Os PFAS, conhecidos como “químicos eternos”, são substâncias sintéticas que resistem à degradação e podem permanecer por muito tempo no ambiente e no corpo. Eles preocupam porque aparecem em água, embalagens e utensílios do dia a dia, mas pequenas escolhas ajudam a reduzir a exposição da família sem pânico.
O que são PFAS
PFAS é a sigla para substâncias per e polifluoroalquiladas, um grupo com milhares de compostos usados desde meados do século 20 por resistirem à água, gordura, calor e manchas.
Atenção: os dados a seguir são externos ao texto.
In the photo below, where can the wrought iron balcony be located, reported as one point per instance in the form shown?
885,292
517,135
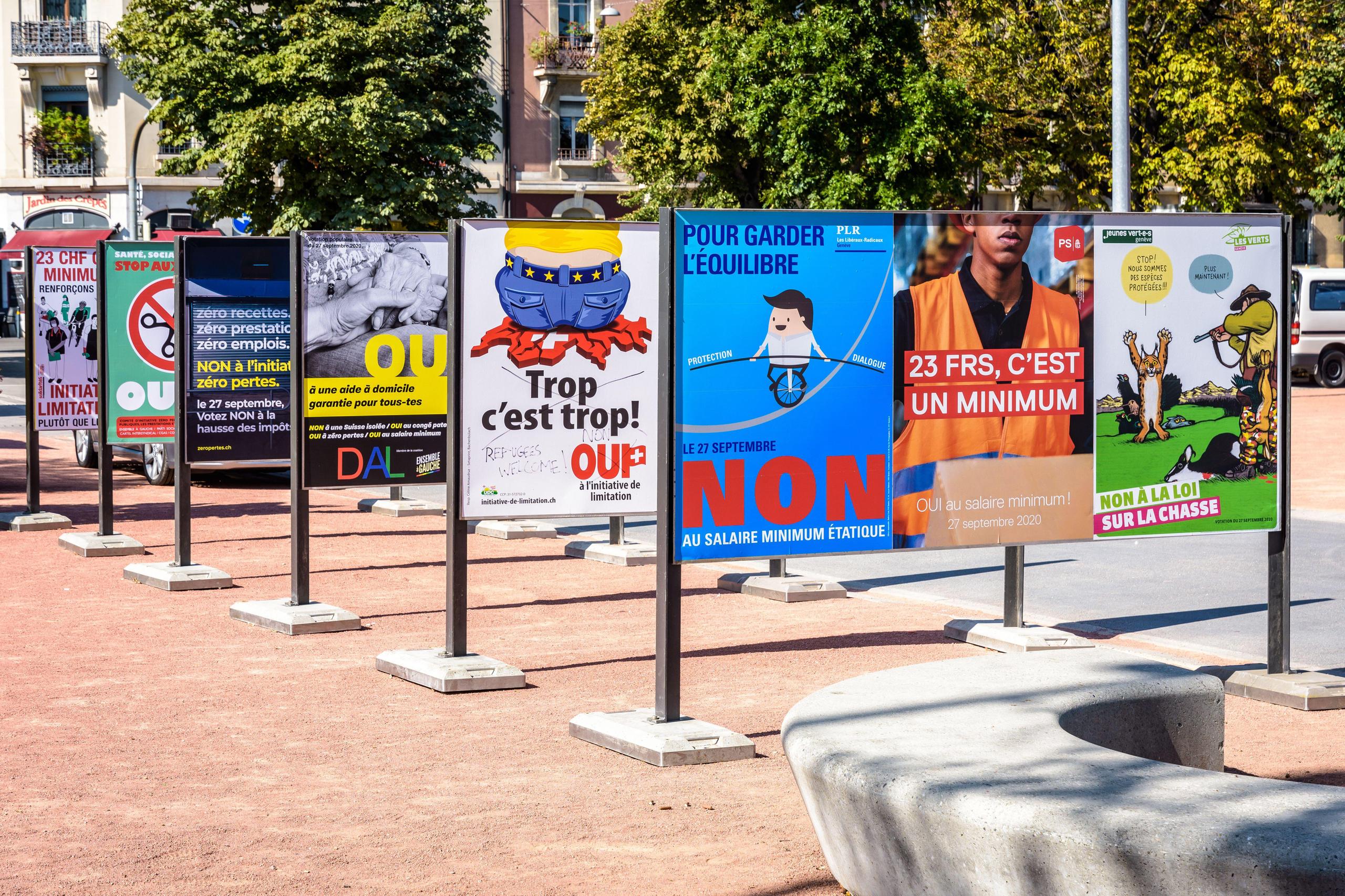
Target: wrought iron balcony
58,38
64,163
572,54
585,154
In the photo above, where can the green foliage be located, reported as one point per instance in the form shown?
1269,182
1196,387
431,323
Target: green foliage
65,132
1325,78
544,46
319,113
778,104
1219,102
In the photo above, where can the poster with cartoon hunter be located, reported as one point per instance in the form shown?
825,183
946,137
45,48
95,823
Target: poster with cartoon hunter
558,368
1188,326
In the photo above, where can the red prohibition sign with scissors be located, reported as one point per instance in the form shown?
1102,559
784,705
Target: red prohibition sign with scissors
151,325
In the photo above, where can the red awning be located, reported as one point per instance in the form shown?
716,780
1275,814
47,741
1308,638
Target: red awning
167,236
14,249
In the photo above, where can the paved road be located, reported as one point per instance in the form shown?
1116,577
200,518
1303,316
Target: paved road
1203,593
11,385
1196,592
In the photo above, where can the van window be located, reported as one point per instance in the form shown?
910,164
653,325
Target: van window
1328,295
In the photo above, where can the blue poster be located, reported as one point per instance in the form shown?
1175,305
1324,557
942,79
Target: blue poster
783,396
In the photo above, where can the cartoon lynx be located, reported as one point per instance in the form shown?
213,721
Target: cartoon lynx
1151,387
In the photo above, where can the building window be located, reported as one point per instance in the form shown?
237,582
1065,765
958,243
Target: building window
68,220
73,100
159,220
64,10
576,143
573,19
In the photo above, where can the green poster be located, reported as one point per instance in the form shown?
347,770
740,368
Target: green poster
139,279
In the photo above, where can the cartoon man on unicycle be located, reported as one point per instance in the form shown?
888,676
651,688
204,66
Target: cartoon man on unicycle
789,345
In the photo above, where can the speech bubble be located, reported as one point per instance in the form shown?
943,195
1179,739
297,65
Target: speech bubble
1211,274
1146,275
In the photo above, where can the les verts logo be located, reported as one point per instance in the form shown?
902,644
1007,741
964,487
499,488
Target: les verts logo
1240,238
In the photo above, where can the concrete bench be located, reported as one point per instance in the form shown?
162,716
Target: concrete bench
1083,772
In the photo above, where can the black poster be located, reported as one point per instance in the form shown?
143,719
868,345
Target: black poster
237,296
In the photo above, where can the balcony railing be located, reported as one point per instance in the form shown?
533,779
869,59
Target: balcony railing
63,163
573,54
585,154
78,38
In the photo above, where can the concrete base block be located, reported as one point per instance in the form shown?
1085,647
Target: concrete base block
90,545
431,668
34,523
174,578
686,742
627,555
787,588
510,529
401,507
1298,691
1012,641
289,619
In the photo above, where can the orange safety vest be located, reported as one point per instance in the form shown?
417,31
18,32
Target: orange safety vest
943,322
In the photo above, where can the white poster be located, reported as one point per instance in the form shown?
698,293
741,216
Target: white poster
1189,326
558,368
65,348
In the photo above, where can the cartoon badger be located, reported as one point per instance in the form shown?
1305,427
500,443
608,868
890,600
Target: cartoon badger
563,275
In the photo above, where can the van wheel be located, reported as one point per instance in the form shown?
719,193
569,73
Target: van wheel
1331,369
85,454
158,471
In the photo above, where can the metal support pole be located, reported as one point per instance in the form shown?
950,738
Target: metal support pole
182,470
1120,107
455,557
668,634
30,407
1013,586
1277,545
298,494
101,348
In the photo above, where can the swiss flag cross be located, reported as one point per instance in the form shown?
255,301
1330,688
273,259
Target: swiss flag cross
1070,243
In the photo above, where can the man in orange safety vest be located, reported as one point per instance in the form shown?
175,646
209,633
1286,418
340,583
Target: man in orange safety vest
989,303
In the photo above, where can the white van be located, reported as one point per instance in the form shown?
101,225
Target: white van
1319,334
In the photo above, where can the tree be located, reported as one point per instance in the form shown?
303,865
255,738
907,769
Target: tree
1325,80
1219,102
319,113
779,104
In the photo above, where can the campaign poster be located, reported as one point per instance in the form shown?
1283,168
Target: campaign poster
139,294
65,356
993,442
560,385
784,382
376,358
236,291
1188,368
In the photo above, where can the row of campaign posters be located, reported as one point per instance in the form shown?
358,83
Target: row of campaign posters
845,381
876,381
236,300
558,393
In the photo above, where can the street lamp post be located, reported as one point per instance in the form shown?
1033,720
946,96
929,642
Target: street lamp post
1120,108
132,200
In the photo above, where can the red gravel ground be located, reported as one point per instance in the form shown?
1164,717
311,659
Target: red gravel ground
148,744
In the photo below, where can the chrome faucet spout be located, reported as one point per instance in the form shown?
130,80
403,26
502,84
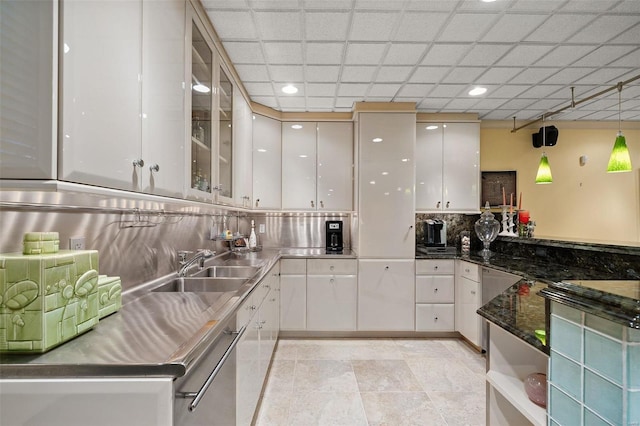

Por isso, podem estar presentes em produtos antiaderentes, tecidos impermeáveis e embalagens de alimentos.
Segundo a American Academy of Pediatrics, a exposição pode estar ligada a alterações como colesterol mais alto, mudanças na tireoide, efeitos no fígado, menor resposta do sistema imune e risco de alguns cânceres.
Onde os PFAS aparecem em casa
A exposição não vem de uma única fonte. Ela costuma acontecer pela soma de água, alimentos, poeira doméstica e produtos que prometem repelir gordura, água ou manchas.
- Água contaminada: pode ocorrer em áreas próximas a indústrias, aeroportos, bases de treinamento ou locais com uso de espuma contra incêndio;
- Panelas antiaderentes danificadas: riscos e descascados podem aumentar a liberação de resíduos;
- Embalagens de comida: caixas de pizza, sacos de pipoca de micro-ondas e recipientes de fast food podem conter revestimentos resistentes à gordura;
- Tecidos antimanchas: tapetes, sofás e roupas impermeáveis podem ser fontes de contato indireto.

O que diz o estudo científico sobre PFAS
Um estudo importante para entender a preocupação em crianças é o estudo de coorte Serum Vaccine Antibody Concentrations in Children Exposed to Perfluorinated Compounds, publicado na JAMA. A pesquisa avaliou crianças expostas a compostos perfluorados e observou associação entre maiores concentrações desses químicos e menores níveis de anticorpos contra vacinas como tétano e difteria.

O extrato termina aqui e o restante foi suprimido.